Bees needed for biodiversity

Biodiversity, Bees & Avocado Toast

For bees to survive, they need wild habitat rather than fields of crops; large-scale food production fails to provide homes for them. As Big Ag increasingly turns wilderness into manicured, mono-cropped fields of commodities, it eliminates more and more bee habitat.

The trend has enormous implications for food, world economies and more according to a recent and engrossing study.

Pollination contributes to more than 75% of worldwide crop diversity, and 35% of crop production by volume according to the study. Many crops grown in industrialized Western countries do not need bees for pollination; they depend upon wind instead. Wheat, for example, yields its berries without the help of bees. Meanwhile, crops like coffee and cashews widely grown in less developed countries rely more on bees.

Avodado toast
Avocado toast with your biodiversity? Maybe not – both could vanish if we don’t pay attention.

Healther diets leaning on bee-pollinated crops

Demand for bee-pollinated crops is increasing due to growing “societal awareness of the importance of a healthy diet,” the study says. As demand from developed countries for bee-pollinated foods like mangoes and avocados spikes, farmers in the countries that grow them, mostly in less developed countries, replace bee habitat with the things people need for smoothies and guacamole. 

In other words, desire in developed countries for bee-pollinated foods is wiping out the environments bees need to live — and to pollinate those macadamia nut trees. 

“The ongoing decline of pollinators is leading to reductions in crop productivity worldwide, even in regions that are still rich in biodiversity,” the researchers write.

The problem creates environmental ripples far beyond agriculture. 

The study considers bees a finite natural resource, like water and soil. Each pollinator makes a certain number of visits to flowers during its lifetime.
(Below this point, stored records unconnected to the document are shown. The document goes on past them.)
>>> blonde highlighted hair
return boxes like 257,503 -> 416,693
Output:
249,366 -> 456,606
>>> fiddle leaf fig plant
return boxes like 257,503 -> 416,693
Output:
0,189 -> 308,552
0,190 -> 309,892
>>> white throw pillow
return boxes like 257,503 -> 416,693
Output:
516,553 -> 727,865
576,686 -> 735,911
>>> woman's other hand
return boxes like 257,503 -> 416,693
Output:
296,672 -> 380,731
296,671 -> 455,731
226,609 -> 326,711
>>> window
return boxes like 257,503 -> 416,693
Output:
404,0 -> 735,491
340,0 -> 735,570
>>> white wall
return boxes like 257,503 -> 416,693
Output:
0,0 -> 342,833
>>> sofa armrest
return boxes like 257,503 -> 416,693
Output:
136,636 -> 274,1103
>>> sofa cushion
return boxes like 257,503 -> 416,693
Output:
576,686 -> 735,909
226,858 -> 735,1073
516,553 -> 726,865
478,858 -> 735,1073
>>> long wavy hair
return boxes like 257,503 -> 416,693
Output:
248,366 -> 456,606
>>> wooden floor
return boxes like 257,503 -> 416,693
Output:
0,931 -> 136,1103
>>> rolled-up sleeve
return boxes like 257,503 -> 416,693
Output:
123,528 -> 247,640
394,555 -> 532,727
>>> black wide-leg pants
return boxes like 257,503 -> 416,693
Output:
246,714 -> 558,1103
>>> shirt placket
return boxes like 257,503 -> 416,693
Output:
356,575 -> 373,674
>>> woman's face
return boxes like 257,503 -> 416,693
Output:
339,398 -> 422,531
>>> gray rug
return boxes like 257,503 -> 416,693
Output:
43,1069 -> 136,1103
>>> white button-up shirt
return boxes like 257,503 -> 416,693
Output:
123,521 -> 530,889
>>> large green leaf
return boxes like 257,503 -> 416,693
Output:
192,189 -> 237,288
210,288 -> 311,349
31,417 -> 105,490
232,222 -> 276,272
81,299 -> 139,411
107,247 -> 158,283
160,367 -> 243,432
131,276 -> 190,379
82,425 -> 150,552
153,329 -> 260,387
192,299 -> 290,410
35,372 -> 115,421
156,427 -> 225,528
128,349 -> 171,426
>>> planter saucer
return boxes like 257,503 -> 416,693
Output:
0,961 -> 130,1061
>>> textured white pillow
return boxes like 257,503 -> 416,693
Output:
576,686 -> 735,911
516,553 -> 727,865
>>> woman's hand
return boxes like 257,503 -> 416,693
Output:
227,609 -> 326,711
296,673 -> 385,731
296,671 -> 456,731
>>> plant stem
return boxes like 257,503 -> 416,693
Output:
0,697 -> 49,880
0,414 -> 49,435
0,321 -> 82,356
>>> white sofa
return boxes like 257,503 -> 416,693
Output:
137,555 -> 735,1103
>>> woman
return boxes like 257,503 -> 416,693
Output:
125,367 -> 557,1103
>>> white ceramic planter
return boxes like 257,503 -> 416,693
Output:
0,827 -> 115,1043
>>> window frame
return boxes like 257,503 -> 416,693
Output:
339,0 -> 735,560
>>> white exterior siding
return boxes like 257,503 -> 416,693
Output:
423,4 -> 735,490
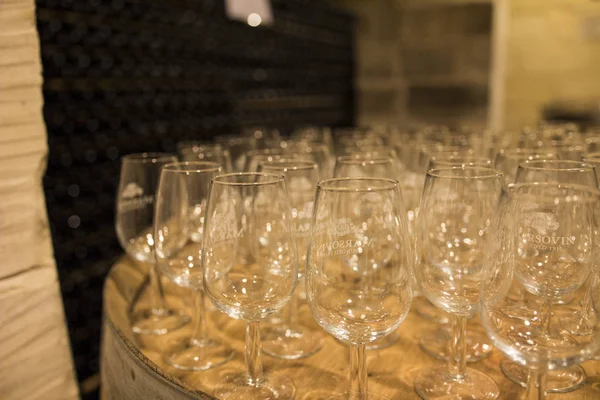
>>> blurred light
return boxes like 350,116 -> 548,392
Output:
67,215 -> 81,229
248,13 -> 262,27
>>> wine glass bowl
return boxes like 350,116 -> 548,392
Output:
115,153 -> 189,335
154,161 -> 234,371
481,182 -> 600,398
415,165 -> 503,400
306,178 -> 413,399
203,173 -> 298,399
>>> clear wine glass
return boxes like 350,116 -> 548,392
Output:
415,166 -> 503,399
414,154 -> 492,363
413,145 -> 492,362
115,153 -> 189,335
333,154 -> 397,178
481,182 -> 600,399
176,140 -> 223,161
333,153 -> 400,350
215,135 -> 257,172
500,160 -> 597,393
154,161 -> 235,371
179,145 -> 233,172
203,173 -> 298,400
306,178 -> 414,400
260,160 -> 323,360
494,147 -> 558,183
244,148 -> 314,172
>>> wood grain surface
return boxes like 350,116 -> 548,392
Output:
0,0 -> 79,400
102,258 -> 600,400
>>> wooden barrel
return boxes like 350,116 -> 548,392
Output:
102,259 -> 600,400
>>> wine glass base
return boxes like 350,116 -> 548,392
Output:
415,368 -> 500,400
411,296 -> 450,324
419,329 -> 492,363
163,338 -> 235,371
261,324 -> 323,360
366,330 -> 400,350
301,390 -> 391,400
130,308 -> 190,335
500,360 -> 587,393
214,374 -> 296,400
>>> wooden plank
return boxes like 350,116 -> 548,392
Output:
0,62 -> 42,89
0,0 -> 79,400
0,97 -> 41,126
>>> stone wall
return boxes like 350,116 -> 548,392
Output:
502,0 -> 600,127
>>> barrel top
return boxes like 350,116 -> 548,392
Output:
102,257 -> 600,400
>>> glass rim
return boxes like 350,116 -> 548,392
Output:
259,158 -> 319,171
317,177 -> 399,192
211,172 -> 284,186
121,152 -> 177,163
506,182 -> 600,204
245,148 -> 286,157
282,142 -> 329,153
427,165 -> 504,180
519,159 -> 594,171
335,154 -> 394,165
421,143 -> 475,155
179,144 -> 229,155
215,134 -> 256,144
431,154 -> 493,165
161,161 -> 224,172
498,147 -> 557,158
583,151 -> 600,162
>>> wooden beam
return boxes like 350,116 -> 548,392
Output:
0,0 -> 79,400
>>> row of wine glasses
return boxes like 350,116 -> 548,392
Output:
117,122 -> 598,399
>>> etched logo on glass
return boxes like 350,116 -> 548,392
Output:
118,182 -> 154,212
523,207 -> 575,250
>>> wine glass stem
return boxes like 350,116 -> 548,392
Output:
524,369 -> 546,400
285,290 -> 298,325
350,344 -> 369,400
191,289 -> 207,345
448,315 -> 467,379
148,264 -> 166,311
246,321 -> 263,385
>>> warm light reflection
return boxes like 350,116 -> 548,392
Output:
248,13 -> 262,27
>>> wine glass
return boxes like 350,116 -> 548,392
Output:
415,166 -> 503,399
244,148 -> 314,172
500,160 -> 597,393
306,178 -> 414,400
414,154 -> 492,363
333,154 -> 397,178
260,160 -> 323,360
154,161 -> 234,371
334,153 -> 400,350
115,153 -> 189,335
582,152 -> 600,187
481,182 -> 600,399
494,147 -> 558,183
420,145 -> 492,356
215,135 -> 257,172
203,173 -> 298,399
176,140 -> 223,159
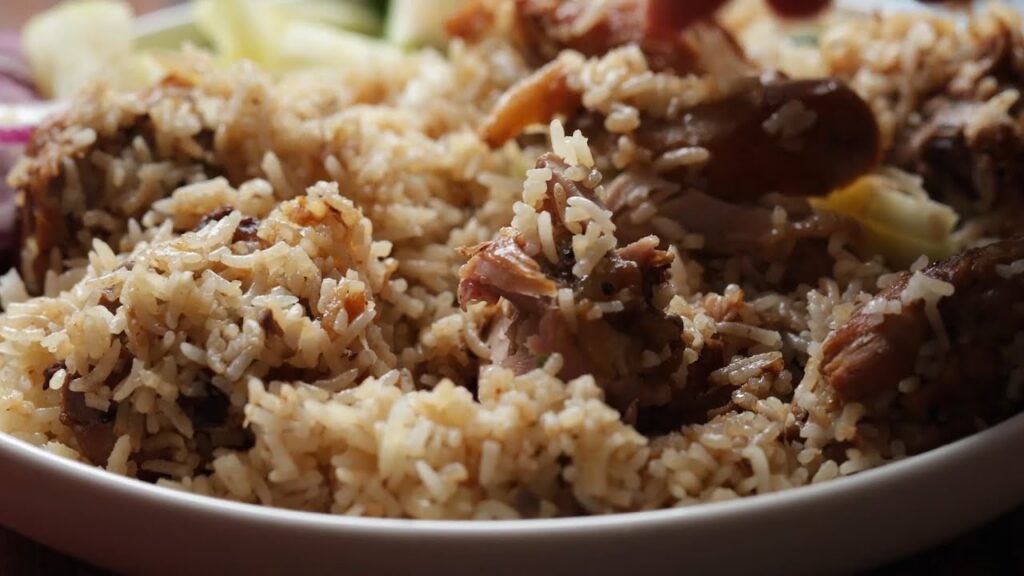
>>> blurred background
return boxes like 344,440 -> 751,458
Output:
0,0 -> 180,31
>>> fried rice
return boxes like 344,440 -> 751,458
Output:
0,2 -> 1024,519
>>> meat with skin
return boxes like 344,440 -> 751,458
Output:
821,237 -> 1024,446
636,78 -> 881,201
445,0 -> 745,74
480,60 -> 581,148
459,154 -> 683,418
888,24 -> 1024,213
607,172 -> 861,286
9,78 -> 219,293
60,384 -> 117,465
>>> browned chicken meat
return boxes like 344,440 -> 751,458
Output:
821,237 -> 1024,448
889,23 -> 1024,213
446,0 -> 744,74
636,77 -> 881,201
459,154 -> 683,419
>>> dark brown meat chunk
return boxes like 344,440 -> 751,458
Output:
446,0 -> 745,74
459,232 -> 558,307
194,206 -> 259,243
821,237 -> 1024,440
890,98 -> 1024,213
60,382 -> 117,465
480,60 -> 581,148
608,172 -> 861,286
459,154 -> 683,418
888,25 -> 1024,213
178,384 -> 231,430
636,79 -> 881,201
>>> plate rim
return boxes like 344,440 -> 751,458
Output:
0,413 -> 1024,539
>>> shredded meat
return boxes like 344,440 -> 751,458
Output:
480,60 -> 581,148
889,24 -> 1024,213
507,0 -> 744,74
636,78 -> 881,201
194,206 -> 260,243
607,171 -> 861,286
821,237 -> 1024,446
459,154 -> 683,419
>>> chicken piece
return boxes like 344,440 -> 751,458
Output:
60,385 -> 117,465
445,0 -> 746,74
607,171 -> 861,286
459,154 -> 683,418
480,60 -> 582,148
636,77 -> 881,201
821,237 -> 1024,440
888,23 -> 1024,214
459,229 -> 558,308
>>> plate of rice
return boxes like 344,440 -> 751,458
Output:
0,0 -> 1024,574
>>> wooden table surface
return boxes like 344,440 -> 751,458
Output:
0,504 -> 1024,576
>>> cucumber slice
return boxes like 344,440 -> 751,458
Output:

Every pollination event eliminates the possibility for pollination of another blossom. 

Honeybees in a row
The study considers bees a fixed & essential resource, like water or soil.

Bees that swarm to crops often skip pollinating wild plants

Mass-flowering crops can act as magnets for pollinators, and lead to increased bee visitation to bordering crop fields. But the magnet-effect also keeps bees focused on one spot, rather than roaming widely. 

As a result, many wild plants that depend upon pollination suffer, and biodiversity declines.

In addition to impacts on overall biodiversity, the prevalence of pollinator-dependent crops in less-developed countries has economic implications. 

In effect, developed countries are virtually importing pollination services from countries that sustain pollination services with natural habitat. “Agricultural expansion is likely to increase isolation of croplands from natural habitat and to cause declines in pollinator-dependent crop yields, which in turn may accelerate the conversion of new areas to agriculture to sustain production in response to international demand,” the study says.

Wild bee hive in a tree
Wild bees live in hives like this. They are vanishing, due to agricultural and other pressures (Photo Credit: Jay R, Unsplash)

Establishment of “virtual pollination flow” can guide policy

The status quo is not sustainable. The rise of plant-based dairy, to highlight just one example, has led to a proliferation of alternative milks, cheeses and yogurts made from things like cashews and macadamia nuts, both of which depend upon pollination and are grown in less-developed countries. 

As demand for agricultural products like these continues to spike in the developed world, increasingly more bee habitat in less-developed nations will get razed to grow high-demand plants.

The study proposes quantifying a “virtual pollination flow” to help guide global socioeconomic policies. The goal: to develop strategies to protect biodiversity in agricultural systems “linked to export markets, involving shared responsibility, economic rewards and/or biodiversity conservation enforcement across regions.”

Thanks to such interesting research, we now have a better understanding of how biodiversity, pollinators, agriculture, countries and economic systems intersect and depend on one another. 

With this detailed map, I hope governments, industry and NGOs find paths forward that enrich us all — wild places, bees, agriculture and humans.

And it gives me food for thought as I inhale my morning coffee, afternoon avocado toast and postprandial serving of mango cashew yogurt.